50. Среди этих возбудителей особое место занимает тот, что лежит в основе комициальной болезни (о ней-то я и начал говорить). Когда, подвергаясь воздействию вредоносного огня, мясо разжижается в плотную пенящуюся жидкость, выделяя пузырьки пара, то под влиянием жара сжатого воздуха начинает течь беловатая вздувающаяся жижа. И если эта жижа прорвется наружу, она разливается, принося больше безобразия, чем вреда: ведь она разукрашивает лишаями поверхность кожи на груди и испещряет ее всевозможными пятнами. Но тот, с кем это приключится, никогда впоследствии не подвергнется комициальной болезни, откупаясь, таким образом, от чрезвычайно тяжелого душевного недуга незначительным телесным уродством. Напротив, если этот гибельный возбудитель, оставшись внутри и смешавшись с черной желчью, пройдет, неистовствуя, по всем жилам, а затем, проделав путь вплоть до макушки головы, смешает свое ужасное течение с мозгом, то немедленно парализует царственную часть души (которая, владея разумом, занимает темя человека, как крепость и царский дворец), закупоривая и приводя в расстройство ее божественные пути и проходы мудрости. Менее гибельным образом действует он во время крепкого сна, когда у людей, обильно нагрузившихся питьем и едой, предвестники комициальной болезни — судороги — проявляются в виде легкого удушья.
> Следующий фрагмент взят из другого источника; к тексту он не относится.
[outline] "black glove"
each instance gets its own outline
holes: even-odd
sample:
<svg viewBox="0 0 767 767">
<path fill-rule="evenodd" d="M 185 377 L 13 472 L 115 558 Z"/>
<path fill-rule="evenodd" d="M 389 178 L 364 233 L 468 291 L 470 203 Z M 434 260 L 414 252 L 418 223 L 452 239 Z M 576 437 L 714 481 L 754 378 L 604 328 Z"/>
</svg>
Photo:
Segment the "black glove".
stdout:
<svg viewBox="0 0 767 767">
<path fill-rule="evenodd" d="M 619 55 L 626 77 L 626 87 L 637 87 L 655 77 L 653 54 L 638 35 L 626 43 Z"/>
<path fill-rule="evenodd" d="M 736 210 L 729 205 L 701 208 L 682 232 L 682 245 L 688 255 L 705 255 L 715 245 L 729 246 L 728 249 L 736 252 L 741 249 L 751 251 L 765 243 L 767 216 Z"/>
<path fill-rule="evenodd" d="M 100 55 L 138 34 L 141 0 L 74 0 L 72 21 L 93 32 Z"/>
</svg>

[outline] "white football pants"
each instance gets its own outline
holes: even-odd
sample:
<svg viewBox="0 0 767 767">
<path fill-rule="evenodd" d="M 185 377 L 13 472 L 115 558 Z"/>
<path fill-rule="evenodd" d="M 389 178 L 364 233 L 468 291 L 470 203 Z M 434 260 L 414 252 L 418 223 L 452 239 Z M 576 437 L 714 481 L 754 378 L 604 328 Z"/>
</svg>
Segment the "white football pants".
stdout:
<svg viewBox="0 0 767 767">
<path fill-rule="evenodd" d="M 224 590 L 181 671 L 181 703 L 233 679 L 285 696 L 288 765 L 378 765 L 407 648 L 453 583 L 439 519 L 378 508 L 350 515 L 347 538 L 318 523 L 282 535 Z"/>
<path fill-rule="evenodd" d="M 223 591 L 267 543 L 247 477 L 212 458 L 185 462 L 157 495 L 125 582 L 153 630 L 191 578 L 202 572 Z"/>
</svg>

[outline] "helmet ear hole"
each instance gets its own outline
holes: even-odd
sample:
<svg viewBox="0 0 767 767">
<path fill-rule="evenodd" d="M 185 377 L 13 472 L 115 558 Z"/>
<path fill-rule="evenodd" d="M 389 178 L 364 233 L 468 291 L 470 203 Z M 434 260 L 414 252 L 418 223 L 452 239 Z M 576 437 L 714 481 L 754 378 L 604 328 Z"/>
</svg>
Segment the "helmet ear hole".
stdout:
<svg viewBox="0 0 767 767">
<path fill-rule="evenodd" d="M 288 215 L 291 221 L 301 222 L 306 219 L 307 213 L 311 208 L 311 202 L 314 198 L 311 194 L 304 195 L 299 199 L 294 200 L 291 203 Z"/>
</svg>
Но если дело дойдет до того, что этот возбудитель разливается в голове больного, когда он бодрствует, тут уж разум внезапно окутывается облаком и человек падает с коченеющим телом и выходящей вон душой. Мы называем эту болезнь не только великой, [235]и комициальной, но и божественной, подобно грекам, которые именуют ее Священная болезнь [236]очевидно потому, что она действительно поражает именно разумную часть души, которая свята в наивысшей степени.